Di dalam kriminologi itulah akan diteliti mengapa sampai seseorang melakukan suatu tindakan tertentu yang tidak sesuai dengan kebutuhan hidup sosial. Di samping itu juga ada ilmu lain yang membantu hukum pidana, yaitu ilmu Psikologi. Jadi, kriminologi sebagai salah satu ilmu yang membantu hukum pidana bertugas mempelajari sebab-sebab seseorang melakukan perbuatan pidana, apa motivasinya, bagaimana akibatnya dan tindakan apa yang dapat dilakukan untuk meniadakan perbuatan itu.

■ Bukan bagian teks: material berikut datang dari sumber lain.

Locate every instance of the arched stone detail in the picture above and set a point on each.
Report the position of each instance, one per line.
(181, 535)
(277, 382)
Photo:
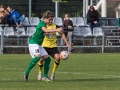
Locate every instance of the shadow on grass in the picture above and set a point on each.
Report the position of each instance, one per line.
(89, 80)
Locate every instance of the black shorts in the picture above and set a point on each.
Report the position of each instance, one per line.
(52, 51)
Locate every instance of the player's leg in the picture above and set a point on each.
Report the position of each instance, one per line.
(55, 55)
(46, 64)
(40, 68)
(35, 53)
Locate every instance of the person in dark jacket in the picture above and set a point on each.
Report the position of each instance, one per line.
(14, 16)
(92, 18)
(67, 24)
(3, 15)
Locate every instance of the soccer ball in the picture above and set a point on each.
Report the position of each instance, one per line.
(64, 55)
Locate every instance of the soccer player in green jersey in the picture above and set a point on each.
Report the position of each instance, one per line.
(50, 45)
(35, 49)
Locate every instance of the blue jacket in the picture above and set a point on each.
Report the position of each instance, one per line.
(13, 13)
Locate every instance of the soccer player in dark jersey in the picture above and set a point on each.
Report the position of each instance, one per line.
(35, 49)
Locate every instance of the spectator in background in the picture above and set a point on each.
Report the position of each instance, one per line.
(92, 18)
(4, 14)
(14, 16)
(67, 24)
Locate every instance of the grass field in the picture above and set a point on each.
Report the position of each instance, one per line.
(79, 72)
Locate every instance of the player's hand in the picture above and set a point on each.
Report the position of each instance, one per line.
(60, 30)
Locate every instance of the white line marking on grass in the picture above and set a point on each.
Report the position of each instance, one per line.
(106, 76)
(6, 79)
(12, 68)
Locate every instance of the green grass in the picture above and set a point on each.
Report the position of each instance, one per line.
(79, 72)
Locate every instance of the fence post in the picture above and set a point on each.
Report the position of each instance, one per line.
(1, 49)
(103, 42)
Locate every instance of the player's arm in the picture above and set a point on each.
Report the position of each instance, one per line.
(64, 38)
(49, 31)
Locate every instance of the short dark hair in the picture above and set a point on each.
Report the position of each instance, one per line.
(48, 14)
(1, 6)
(9, 7)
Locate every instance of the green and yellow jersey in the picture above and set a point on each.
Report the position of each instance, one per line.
(50, 42)
(38, 36)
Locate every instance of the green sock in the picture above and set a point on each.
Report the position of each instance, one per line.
(32, 64)
(46, 66)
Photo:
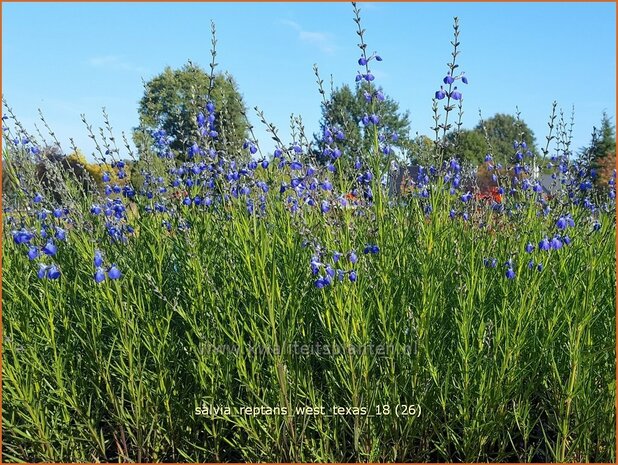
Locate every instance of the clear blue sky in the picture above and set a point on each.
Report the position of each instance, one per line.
(72, 58)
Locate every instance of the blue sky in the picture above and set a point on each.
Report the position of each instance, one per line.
(73, 58)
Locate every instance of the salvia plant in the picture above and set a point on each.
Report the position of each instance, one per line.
(145, 311)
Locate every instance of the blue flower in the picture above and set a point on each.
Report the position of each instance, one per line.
(42, 273)
(99, 275)
(114, 273)
(60, 234)
(98, 259)
(544, 244)
(33, 253)
(22, 237)
(53, 272)
(325, 206)
(50, 249)
(555, 243)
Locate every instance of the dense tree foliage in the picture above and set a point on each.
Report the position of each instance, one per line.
(173, 99)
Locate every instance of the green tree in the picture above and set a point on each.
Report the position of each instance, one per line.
(500, 132)
(469, 146)
(345, 110)
(173, 99)
(600, 153)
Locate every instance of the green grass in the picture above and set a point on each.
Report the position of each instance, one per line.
(503, 370)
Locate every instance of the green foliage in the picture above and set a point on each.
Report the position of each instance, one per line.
(495, 135)
(469, 145)
(421, 151)
(346, 107)
(173, 99)
(503, 370)
(502, 130)
(600, 154)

D. Klasifikasi Hukum Pidana
Secara substansial atau Ius Poenalle ini merupakan hukum pidana
Dalam arti obyektif yaitu “sejumlah peraturan yang mengandung larangan-larangan atau keharusan-keharusan dimana terhadap pelanggarnya diancam dengan hukuman”. Hukum Pidana terbagi menjadi dua cabang utama, yaitu:
• Hukum Materil ialah cabang Hukum Pidana yang menentukan perbuatan-perbuatan kriminal yang dilarang oleh Undang-Undang, dan hukuman-hukuman yang ditetapkan bagi yang melakukannya. Cabang yang merupakan bagian dari Hukum Publik ini mepunyai keterkaitan dengan cabang Ilmu Hukum Pidana lainnya, seperti Hukum Acara Pidana, Ilmu Kriminologi dan lain sebagainya.
• Hukum Formil (Hukum Acara Pidana) Untuk tegaknya hukum materiil diperlukan hukum acara. Hukum acara merupakan ketentuan yang mengatur bagaimana cara agar hukum (materil) itu terwujud atau dapat diterapkan/dilaksanakan kepada subyek yang memenuhi perbuatannya. Tanpa hukum acara maka tidak ada manfaat hukum materiil. Untuk menegakkan ketentuan hukum pidana diperlukan hukum acara pidana, untuk hukum perdata maka ada hukum acara perdata. Hukum acara ini harus dikuasai para praktisi hukum, polisi, jaksa, pengacara, hakim.
Dr. Mansur Sa’id Isma’il dalam diktat “Hukum Acara Pidana”-nya memaparkan defenisi Hukum Acara Pidana sebagai ”kumpulan kaidah-kaidah yang mengatur dakwa pidana—mulai dari prosedur pelaksanaannya sejak waktu terjadinya pidana sampai penetapan hukum atasnya, hak-hak dan kewajiban-kewajiban yang berkaitan dengan hukum yang tumbuh dari prosedur tersebut—baik yang berkaitan dengan dugaan pidana maupun dugaan perdata yang merupakan dakwa turunan dari dakwa pidana, dan juga pelaksanaan peradilannnya.”. Dari sini, jelas bahwa substansi Hukum Acara Pidana meliputi:
• Dakwa Pidana, sejak waktu terjadinya tindak pidana sampai berakhirnya hukum atasnya dengan beragam tingkatannya.
• Dakwa Perdata, yang sering terjadi akibat dari tindak pidana dan yang diangkat sebagai dakwa turunan dari dakwa pidana.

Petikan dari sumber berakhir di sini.